Disclaimer: The route described hereafter may not, currently, be legal to travel and if it is legal to travel, may not be wise to travel. In addition, any laws that may have been broken, if they were broken, were broken unintentionally and would not have been broken if their existence was known prior to the breaking. Finally, any actions, thoughts of actions, and specifically descriptions of actions, described hereafter may contain sarcasm, attempts at humor and exaggerations of the truth and may not accurately portray the experience and wise thinking of the travelers involved. Now please read on.
Like most of Claudia’s and my adventures, this one started with a line on the map. We were in Plaster City, California and wanted to head up to Anza Borrego Desert State Park, the largest state park in California. This is a trip of a couple of hours, on paved roads, but I saw an alternative route in the DeLorme Atlas and Gazetteer called the Old Overland Stage Route. The Old Overland Stage Route is part of the historic Butterfield Overland Mail Route that, from 1857 to 1861, carried passengers and mail from Memphis, Tennessee and St. Louis, Missouri to San Francisco, California. It follows a sand track north along the railroad tracks from Plaster City, then west through the Carrizo Badlands of Anza Borrego State Park, to its eventual intersection with Highway S2 where it becomes the Great Southern Overland Stage Route of 1849 and continues north to Scissors Crossing and the junction with Highway 78. There were a few questionable parts on the route, but after checking the GPS and finding the track shown, the decision was made, we were following the Old Overland Stage Route west.
After checking out a possible replacement for the Land Cruiser,
which, according to Claudia, wasn’t going to work, we headed north along the railroad tracks.

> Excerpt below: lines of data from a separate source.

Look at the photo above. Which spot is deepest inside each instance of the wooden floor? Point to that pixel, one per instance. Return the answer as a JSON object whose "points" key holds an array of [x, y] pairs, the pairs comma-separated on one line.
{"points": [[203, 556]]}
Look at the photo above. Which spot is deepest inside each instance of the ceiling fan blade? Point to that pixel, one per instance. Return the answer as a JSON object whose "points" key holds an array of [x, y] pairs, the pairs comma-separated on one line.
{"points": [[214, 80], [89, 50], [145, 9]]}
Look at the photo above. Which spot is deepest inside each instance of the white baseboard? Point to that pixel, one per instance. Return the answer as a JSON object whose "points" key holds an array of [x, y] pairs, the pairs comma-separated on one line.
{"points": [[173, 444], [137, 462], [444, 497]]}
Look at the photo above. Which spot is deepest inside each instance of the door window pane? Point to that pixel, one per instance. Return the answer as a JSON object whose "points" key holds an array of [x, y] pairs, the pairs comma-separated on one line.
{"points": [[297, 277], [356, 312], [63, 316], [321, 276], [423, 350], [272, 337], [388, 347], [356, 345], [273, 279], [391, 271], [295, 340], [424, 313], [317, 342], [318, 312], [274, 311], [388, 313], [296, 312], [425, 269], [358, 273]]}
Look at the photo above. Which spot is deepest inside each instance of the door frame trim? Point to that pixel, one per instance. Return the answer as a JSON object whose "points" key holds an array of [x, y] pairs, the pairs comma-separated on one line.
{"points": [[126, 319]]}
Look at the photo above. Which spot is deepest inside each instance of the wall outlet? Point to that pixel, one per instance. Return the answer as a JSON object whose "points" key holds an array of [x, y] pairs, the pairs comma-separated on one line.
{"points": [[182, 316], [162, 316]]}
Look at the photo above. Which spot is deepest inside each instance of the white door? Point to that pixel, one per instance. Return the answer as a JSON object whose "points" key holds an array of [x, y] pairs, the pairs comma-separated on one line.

Our first turn to the west followed a wash that headed in the wrong direction, but after a quick backtrack and a steep climb to higher ground, we were finally heading out on the Old Overland Stage Route.
The first questionable part of the route was how close it ran to the El Centro Naval Reservation and specifically, how close it ran to the bombing range of the El Centro Naval Reservation.
It was close, but stayed on the right side of safety, so questionable Part #1 was not a problem, but after following the GPS for a few more miles we came upon questionable Part #2, the Carrizo Arial Gunnery Range.
Most of the tire tracks we were following had turned north at the border with the El Centro Naval Reservation, but there were a few that continued west and those that did passed this sign. At this point we figured:
- The sign was faded and old; obviously not a current warning sign
- If there were unexploded military ordnance on the route, the vehicles that traveled through before us would have cleared them out and
- The GPS clearly shows the road goes through here and the GPS is never wrong.
The Old Overland Stage Route follows a well worn track shown on the app, Maps.me almost perfectly. When the route does deviate, it’s rare and only by a couple of hundred feet. After driving across more dusty desert we approached the Carrizo Badlands and realized the risk was worth it, the area is stunning.
After driving along a ridge
that winds down to the valley floor, we followed high tracks and low washes
past occasional reminders of where we were.
After a quick lunch
we continued west, stumbling down a few washes until we found the one that correctly followed the track on the GPS (hint, it’s not the muddy one with the water flowing down the middle). After another hour of driving we finally arrived at the border to safety, the western edge of the Carrizo Impact Area.
Almost home free and eager to find a good camping spot, we plowed down a few more dusty tracks
and found a spot at the Old Butterfield Stage Coach Facility.
The following morning dawned clear and after airing up the tires, all that was left was to drive the remaining couple of miles to the pavement and the junction with The Great Southern Overland Stage Route of 1849.
Now that you have read this, I want to make clear, as we drove the Old Overland Stage Route from east to west, the only sign we saw on the route was the old and faded no OHVs sign. Being that this road is listed on the map and had many tracks heading down it, we took that to mean highway legal vehicles are allowed on the road, but not off the road and no OHVs are allowed. The do not enter sign, warning vehicles traveling from the west, was not visible until after we crossed and exited the Carrizo Impact Area.
After stumbling across a person’s address on The Great Overland Stage Route in Julian, and being unable to resist Googling such an amazing street name, I had the pleasure of stumbling across this blog post. Stunningly beautiful photos of the badlands. The myth of the American West enchants us because of stories and photos like these. Thanks!
The photography is always gorgeous, and along with the written word, it puts you right there on the trip, too.